Comcast (CMCSA) reported another steady growth quarter with revenues up 9%, operating cash flow up 8%, EPS up 10%, and free cash flow up 64%. Despite emerging completion form internet delivered skinny bundles such as DirecTV Now and Sling, the core cable business remains healthy. During the fourth quarter, cable revenues rose 7% led by high speed internet. Video revenue grew and despite all the cord cutting talk, CMCSA added 80,000 video subscribers. For the year, CMCSA added 161,000 subscribers, the biggest gain in 9 years. Business services remain a driver with revenue of 15% in the quarter. Advertising is another growth vehicle, offering double digit gains, particularly in political years.
NBC Universal also continues to have healthy growth led by theme parks, filmed entertainment, and the NBC broadcast network. Cable networks are also growing despite fears about skinny bundles, albeit growth rates have settled into the low to mid-single digits.
CMCSA shares reacted well the 4Q16 results, rising to another all-time high. Investors seem comfortable with the company’s outlook for steady growth. 2017 could grow a little slower than 2016 as the company faces higher programming costs and tough comparisons in filmed entertainment and political advertising. CMCSA will also enter the wireless business in 2017 with a controlled rollout that is likely to slow profit growth by about 1%. Growth should pick up to high single digits again in 2018. 2017 will still see above average growth for a large cap U.S. company and Northlake expects CMCSA to again use its strong balance sheet and free cash flow to increase the dividend and fund large share buybacks.
CMCSA is a beneficiary of the Trump Administration primarily as the FCC now has a deregulatory bent. The reclassification of broadband as a Title II service will likely be overturned removing a major overhang from the possibility of government regulated broadband rates. Easier M&A oversight could also help CMCSA as it decides on its future path in the wireless industry, looks to maintain strength at its local broadcast TV stations, and possibly even expands its cable footprint slightly. Tax reform should also help CMCSA as the company is wholly domestic and an underleveraged full taxpayer.
CMCSA has emerged as blue chip company over the last few years, even improving its damaged reputation with heavy investments in customer service and innovation. The company’s X1 platform is best in class and provides excellent competitive positioning in the rapidly evolving and highly competitive cable TV and broadband industries.

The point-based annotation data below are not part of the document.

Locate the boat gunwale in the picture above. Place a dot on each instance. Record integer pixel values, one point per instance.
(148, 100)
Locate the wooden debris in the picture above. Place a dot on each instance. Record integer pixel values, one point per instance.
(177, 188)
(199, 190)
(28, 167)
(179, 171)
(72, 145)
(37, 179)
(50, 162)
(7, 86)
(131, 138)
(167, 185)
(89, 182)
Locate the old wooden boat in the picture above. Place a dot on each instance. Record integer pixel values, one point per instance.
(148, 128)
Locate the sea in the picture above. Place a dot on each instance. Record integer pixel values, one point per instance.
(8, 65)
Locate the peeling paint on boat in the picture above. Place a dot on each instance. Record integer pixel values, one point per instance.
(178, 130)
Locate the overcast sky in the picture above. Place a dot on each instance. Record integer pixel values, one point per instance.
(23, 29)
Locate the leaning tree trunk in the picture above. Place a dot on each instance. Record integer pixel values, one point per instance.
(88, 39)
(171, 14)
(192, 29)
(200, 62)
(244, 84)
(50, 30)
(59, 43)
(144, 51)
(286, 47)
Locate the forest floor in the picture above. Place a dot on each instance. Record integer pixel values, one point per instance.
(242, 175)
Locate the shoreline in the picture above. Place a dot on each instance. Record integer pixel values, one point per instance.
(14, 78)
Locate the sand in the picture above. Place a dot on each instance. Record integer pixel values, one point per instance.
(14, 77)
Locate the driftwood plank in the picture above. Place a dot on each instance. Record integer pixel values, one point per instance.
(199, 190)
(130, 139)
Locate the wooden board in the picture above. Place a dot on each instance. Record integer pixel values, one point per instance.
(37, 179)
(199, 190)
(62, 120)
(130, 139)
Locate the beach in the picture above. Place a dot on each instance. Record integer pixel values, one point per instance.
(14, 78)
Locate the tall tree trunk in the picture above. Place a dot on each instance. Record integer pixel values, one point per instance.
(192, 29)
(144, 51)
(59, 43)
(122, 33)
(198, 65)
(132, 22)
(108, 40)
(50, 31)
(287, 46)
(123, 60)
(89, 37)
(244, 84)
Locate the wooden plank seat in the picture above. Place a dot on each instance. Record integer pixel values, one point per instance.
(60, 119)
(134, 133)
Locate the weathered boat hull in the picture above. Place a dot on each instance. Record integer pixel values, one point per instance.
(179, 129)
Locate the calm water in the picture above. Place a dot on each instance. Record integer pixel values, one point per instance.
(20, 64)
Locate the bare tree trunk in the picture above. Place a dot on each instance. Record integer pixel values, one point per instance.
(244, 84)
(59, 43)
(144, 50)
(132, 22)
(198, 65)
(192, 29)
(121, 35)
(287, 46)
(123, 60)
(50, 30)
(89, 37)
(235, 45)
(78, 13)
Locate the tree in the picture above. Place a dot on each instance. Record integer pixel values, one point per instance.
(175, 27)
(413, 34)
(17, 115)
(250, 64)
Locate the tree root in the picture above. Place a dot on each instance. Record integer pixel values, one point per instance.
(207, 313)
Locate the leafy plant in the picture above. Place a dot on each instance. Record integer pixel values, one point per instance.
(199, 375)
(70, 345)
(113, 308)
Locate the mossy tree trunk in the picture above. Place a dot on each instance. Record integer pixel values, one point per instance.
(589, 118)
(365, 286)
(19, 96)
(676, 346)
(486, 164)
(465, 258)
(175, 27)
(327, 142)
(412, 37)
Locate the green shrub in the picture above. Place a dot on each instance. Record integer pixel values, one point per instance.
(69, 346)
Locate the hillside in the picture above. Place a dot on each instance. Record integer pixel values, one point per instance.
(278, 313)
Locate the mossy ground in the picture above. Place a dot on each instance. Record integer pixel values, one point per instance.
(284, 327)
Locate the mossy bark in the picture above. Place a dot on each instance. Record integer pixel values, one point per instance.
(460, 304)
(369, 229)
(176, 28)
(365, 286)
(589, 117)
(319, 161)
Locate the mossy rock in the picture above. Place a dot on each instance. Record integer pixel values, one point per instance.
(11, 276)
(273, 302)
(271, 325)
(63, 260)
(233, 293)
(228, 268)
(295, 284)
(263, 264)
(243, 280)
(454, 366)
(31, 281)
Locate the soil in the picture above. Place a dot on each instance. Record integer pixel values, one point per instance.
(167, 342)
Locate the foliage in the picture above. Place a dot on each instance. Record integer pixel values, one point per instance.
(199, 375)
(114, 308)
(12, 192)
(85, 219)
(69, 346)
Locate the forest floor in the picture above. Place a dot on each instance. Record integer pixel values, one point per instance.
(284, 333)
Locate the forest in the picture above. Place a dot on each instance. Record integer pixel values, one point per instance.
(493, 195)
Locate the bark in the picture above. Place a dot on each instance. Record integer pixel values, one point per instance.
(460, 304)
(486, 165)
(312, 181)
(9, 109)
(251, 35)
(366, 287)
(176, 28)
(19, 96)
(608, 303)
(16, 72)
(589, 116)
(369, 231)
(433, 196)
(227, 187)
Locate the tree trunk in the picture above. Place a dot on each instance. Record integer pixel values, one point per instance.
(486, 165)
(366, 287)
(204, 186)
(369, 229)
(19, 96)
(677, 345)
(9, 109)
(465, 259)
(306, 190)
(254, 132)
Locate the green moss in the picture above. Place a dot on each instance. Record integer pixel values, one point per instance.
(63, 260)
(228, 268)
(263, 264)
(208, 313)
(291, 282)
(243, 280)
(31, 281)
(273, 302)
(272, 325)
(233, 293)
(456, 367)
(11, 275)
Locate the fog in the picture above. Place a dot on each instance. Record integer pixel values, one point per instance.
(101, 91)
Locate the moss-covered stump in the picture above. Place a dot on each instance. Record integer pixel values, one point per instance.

Northlake still sees upside for CMCSA shares to the mid-$80s based upon continued steady growth and a sum of the parts valuation that implies the core cable business is still trading for less than 8x EBITDA. To us, this suggests that there is still too much concern over the changing delivery technologies and competition. By now, CMCSA has proven they can thrive despite the challenges.
CMCSK is widely held by clients of Northlake Capital Management, LLC, including in Steve Birenberg’s personal accounts. Steve is sole proprietor of Northlake, a registered investment advisor. Northlake’s regulatory filings can be found at www.sec.gov. CMCSK is a net long position in the Entermedia Funds. Steve is portfolio manager and managing partner of Entermedia, long/short equity hedge funds focused on media, entertainment, leisure, communications, and related technologies.